I’m like bigger than Car
like my hands are bigger
we we snuggle I’m bigger
when I lay on him I feel like I’m crushing him…
ugh. he’s taller than me. that’s something right?
he told me he usually dates smaller girls… doesn’t that make me feel nice. ugh. I wish I was smaller, skinnier, shorter. ugh.
Car kept me up late last night and we didn’t even get to talk on the phone. I miss him. but i saw him Sunday. ugh. I wish he went to my school… I really like him.. what if he’s losing interest? what If he likes somebody else? /.\ jeez I think too much.
a is sick today. yippieeeeee. I cannot focus on chemistry with her annoying fucking giggle.
jay cub is pretty cool. we’ve been going on walks. he’s really chill and down to earth we can talk about anything, it’s great.
I didn’t tell car how he tried to kiss me… i don’t know how, should I tell him? it wasn’t even anything. I pushed him away and he laughed it off as if it was a joke. it probably didn’t mean anything.
I’d choose car or jay any day. car makes me so unbelievably happy. I can’t believe how happy he makes me. agh Its just amazing. I’m like 2 weeks clean, in a better mood, willing to get out of bed. it’s fantastic.
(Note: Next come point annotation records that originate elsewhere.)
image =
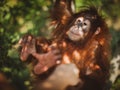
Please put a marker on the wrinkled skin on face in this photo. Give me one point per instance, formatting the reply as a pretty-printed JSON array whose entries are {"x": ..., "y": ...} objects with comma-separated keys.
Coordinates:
[{"x": 79, "y": 30}]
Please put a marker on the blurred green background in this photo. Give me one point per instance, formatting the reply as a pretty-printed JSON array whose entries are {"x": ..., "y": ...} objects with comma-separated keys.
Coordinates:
[{"x": 18, "y": 17}]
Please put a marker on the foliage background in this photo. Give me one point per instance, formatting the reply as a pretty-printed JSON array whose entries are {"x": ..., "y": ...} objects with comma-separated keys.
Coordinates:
[{"x": 18, "y": 17}]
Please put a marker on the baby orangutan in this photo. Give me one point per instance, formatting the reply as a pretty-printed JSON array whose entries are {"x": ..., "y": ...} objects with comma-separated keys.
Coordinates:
[{"x": 81, "y": 38}]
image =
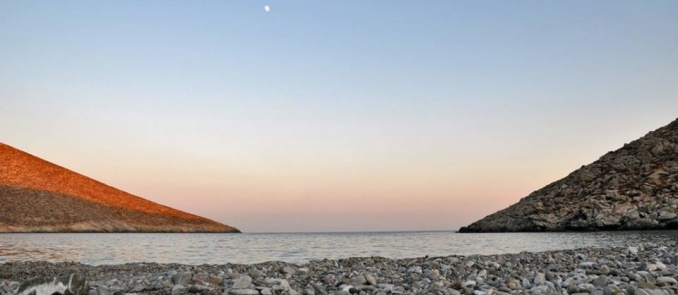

I hope I make him happy. oh god… I really don’t want to lose him.
car talked to me about like a future. like dating him while he’s in college and like maybe even longer than that… omg, I might have a future.. that’s exciting.. I love him.
I kinda feel like right now all we’re doing is cuddling, watching movies, and making out. never really talking… we’ll have to change that I guess.
at the moment we’re not even texting… I hope he doesn’t break up with me.. bleh >.<
I have a vball game today… I hope we win. i have bruises all over the place. we better win.